By Chris Bowers, British Consul General in Erbil. This article was originally published by Rudaw, and is re-published with permission by Iraq Business News.
Let me start by asking a question: why is gas less talked about than oil in Iraq? I am not sure why this is the case but it does seem to be true. In fact, the development of Kurdistan’s huge gas reserves is vital to energy security in Kurdistan, Iraq, the region and beyond. I am proud to say that UK energy companies are playing an important role in this.
Kurdistan is blessed twofold on gas: firstly on reserves, and secondly in its proximity to growing markets for that gas; markets that won’t wait. There is a growing and urgent demand for gas-powered electricity in Kurdistan’s neighbouring provinces. Iraqi gas should, of course, first be used to satisfy domestic demand and is great to see KRG reaching out to neighbouring provinces. This is an excellent example of Kurdish and Arab interests coinciding exactly and to the benefit of everyone.

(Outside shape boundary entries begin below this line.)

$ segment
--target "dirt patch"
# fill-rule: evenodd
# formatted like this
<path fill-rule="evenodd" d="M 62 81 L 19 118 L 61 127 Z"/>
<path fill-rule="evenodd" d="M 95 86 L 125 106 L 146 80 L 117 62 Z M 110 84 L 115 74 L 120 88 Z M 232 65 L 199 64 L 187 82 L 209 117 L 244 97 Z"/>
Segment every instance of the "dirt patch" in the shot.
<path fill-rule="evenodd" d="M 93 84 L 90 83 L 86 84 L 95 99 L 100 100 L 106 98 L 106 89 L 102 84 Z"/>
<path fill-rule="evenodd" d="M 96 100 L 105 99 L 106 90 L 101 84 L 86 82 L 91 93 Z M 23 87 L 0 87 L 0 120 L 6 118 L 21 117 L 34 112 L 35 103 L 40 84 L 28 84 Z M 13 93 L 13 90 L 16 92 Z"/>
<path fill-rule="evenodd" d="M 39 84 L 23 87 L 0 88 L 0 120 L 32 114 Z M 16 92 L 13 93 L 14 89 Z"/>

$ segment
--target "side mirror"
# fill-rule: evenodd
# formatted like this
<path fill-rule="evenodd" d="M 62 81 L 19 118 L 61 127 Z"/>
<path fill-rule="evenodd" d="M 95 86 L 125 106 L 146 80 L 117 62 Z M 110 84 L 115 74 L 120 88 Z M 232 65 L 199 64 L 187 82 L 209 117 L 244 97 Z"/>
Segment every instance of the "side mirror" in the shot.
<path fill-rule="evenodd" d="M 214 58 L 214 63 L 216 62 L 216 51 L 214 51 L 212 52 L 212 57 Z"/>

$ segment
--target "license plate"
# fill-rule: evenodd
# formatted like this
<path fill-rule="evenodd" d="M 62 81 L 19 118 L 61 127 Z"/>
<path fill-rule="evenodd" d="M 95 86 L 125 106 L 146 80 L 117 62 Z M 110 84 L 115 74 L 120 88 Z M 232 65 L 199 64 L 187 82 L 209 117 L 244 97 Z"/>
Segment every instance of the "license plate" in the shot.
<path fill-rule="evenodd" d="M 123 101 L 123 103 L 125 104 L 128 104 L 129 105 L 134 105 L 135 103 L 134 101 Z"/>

Once domestic demand is sated, the second and growing market is Turkey. Turkey’s booming economy needs a significant amount of extra power every year. Naturally, much of that can be fuelled by Iraqi gas from Kurdistan.
Cementing the recent progress on Turkey-Kurdistan relations through deepened energy co-operation makes obvious strategic and more importantly economic and business sense. Turkey is a great market for Kurdistan and Europe as a whole has an interest in Turkey sustaining its strong economic growth.
But, Europe also has a broad interest in Iraqi gas from Kurdistan. There is a gas shortage in Europe and the gap between supply and demand is likely to increase in the long run. Gas is better for the climate than coal, is less costly initially than most forms of renewable energy and less controversial than nuclear.